Il sindaco di Varese annuncia una mozione in Consiglio Comunale contro il pagamento della tratta: "Costi inaccettabili fino a 7 euro al giorno, l'arteria deve restare gratuita"
La battaglia contro l’introduzione del pedaggio sulla Milano-Meda (SP35) sbarca a Palazzo Estense. In apertura dell’ultima seduta del Consiglio Comunale, il sindaco Davide Galimberti ha preso una posizione netta, facendo propria la mozione promossa dal movimento Patto per il Nord, un chiaro segnale ai “rivali” del movimento, vale a dire gli esponenti della Lega.
Una tassa sui pendolari
Al centro della polemica c’è la trasformazione della Tratta B2 della Pedemontana Lombarda, che trasformerà la storica superstrada in un’arteria a pagamento. Secondo le stime del movimento, i costi per chi percorre quotidianamente la tratta potrebbero toccare i 7 euro al giorno, una cifra definita insostenibile per i lavoratori e per l’economia del territorio.
“È un’istanza che faccio mia – ha spiegato Galimberti – perché ritengo necessario limitare il pedaggio e tutelare i tanti pendolari varesini e lombardi che percorrono quella strada. Proporrò al Consiglio di votare una mozione per sostenere ufficialmente questa battaglia”.

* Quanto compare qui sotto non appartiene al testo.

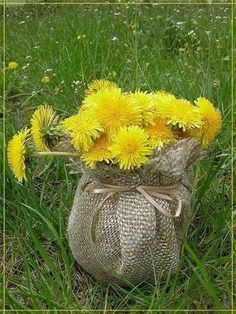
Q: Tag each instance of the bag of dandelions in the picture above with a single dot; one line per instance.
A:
(133, 201)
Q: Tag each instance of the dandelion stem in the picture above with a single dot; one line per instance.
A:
(66, 154)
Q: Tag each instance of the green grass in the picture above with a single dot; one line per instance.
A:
(141, 44)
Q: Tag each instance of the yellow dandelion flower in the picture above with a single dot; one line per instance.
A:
(212, 121)
(159, 133)
(97, 85)
(83, 130)
(41, 122)
(45, 79)
(16, 154)
(179, 112)
(98, 152)
(12, 65)
(146, 104)
(113, 109)
(130, 147)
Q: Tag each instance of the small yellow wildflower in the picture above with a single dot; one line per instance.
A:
(45, 79)
(113, 109)
(211, 118)
(83, 129)
(98, 152)
(16, 154)
(41, 122)
(81, 36)
(12, 65)
(97, 85)
(179, 112)
(159, 133)
(131, 147)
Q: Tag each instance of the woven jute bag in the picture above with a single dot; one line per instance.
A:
(127, 226)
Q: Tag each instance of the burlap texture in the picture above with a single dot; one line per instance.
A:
(134, 241)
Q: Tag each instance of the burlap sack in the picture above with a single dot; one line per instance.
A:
(122, 236)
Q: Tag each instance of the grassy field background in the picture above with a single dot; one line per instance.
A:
(181, 49)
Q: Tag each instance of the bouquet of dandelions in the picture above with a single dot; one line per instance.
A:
(132, 203)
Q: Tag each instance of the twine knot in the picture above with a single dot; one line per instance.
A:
(162, 192)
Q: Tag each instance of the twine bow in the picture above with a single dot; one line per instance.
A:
(163, 192)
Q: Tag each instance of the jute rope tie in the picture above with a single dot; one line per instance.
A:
(162, 192)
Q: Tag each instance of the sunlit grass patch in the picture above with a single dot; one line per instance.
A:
(176, 48)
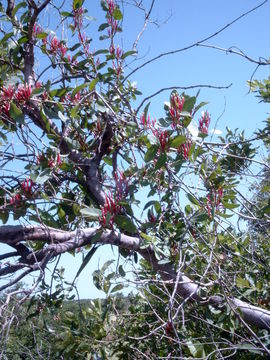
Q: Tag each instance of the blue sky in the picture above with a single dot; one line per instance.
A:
(182, 23)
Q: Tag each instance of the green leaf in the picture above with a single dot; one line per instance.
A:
(91, 213)
(103, 26)
(106, 265)
(125, 224)
(117, 14)
(145, 111)
(16, 113)
(242, 283)
(189, 103)
(192, 199)
(151, 153)
(41, 35)
(79, 88)
(77, 4)
(177, 141)
(4, 217)
(43, 177)
(228, 205)
(74, 111)
(161, 161)
(129, 53)
(117, 288)
(86, 260)
(154, 203)
(121, 271)
(93, 84)
(67, 14)
(45, 120)
(20, 5)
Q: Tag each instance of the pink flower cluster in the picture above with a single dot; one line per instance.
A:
(204, 122)
(113, 24)
(117, 65)
(56, 47)
(176, 108)
(19, 95)
(37, 29)
(163, 137)
(184, 149)
(27, 190)
(112, 205)
(78, 17)
(111, 208)
(214, 200)
(122, 185)
(27, 187)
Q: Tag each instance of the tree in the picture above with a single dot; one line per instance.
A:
(83, 151)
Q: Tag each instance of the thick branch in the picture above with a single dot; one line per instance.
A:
(62, 241)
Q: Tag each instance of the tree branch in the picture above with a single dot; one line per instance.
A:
(60, 241)
(197, 42)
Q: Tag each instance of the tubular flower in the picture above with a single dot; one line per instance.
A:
(27, 187)
(122, 185)
(146, 123)
(78, 17)
(176, 108)
(204, 122)
(57, 47)
(24, 93)
(6, 96)
(16, 200)
(214, 200)
(163, 138)
(109, 210)
(184, 149)
(37, 29)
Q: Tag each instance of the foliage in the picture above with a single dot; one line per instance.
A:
(84, 154)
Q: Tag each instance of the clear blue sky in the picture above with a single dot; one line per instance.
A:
(182, 23)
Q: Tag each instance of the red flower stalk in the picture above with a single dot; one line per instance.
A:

La mobilitazione del territorio
L’iniziativa del sindaco si inserisce in un clima di forte protesta che ha già visto il Patto per il Nord organizzare presidi, come quello dello scorso 31 gennaio nei pressi di via Bellerio a Milano. Il movimento ha inoltre inviato 470 PEC ai sindaci lombardi per fare fronte comune contro quella che viene definita un’operazione per “fare cassa” su una strada già pagata dai cittadini nel corso degli anni.
Difesa della mobilità
La richiesta è chiara: mantenere la gratuità storica della Milano-Meda per garantire la libera circolazione e proteggere lavoratori e imprese da ulteriori costi di mobilità. “È un danno inaccettabile – sottolineano i promotori della mozione – che colpisce direttamente chi si sposta per necessità”.
Con il passaggio in Consiglio Comunale, Varese si prepara dunque a unirsi formalmente al fronte dei comuni che chiedono a Regione Lombardia e ai gestori di rivedere i piani tariffari della Pedemontana, evitando che il completamento dell’opera ricada interamente sulle tasche dei cittadini.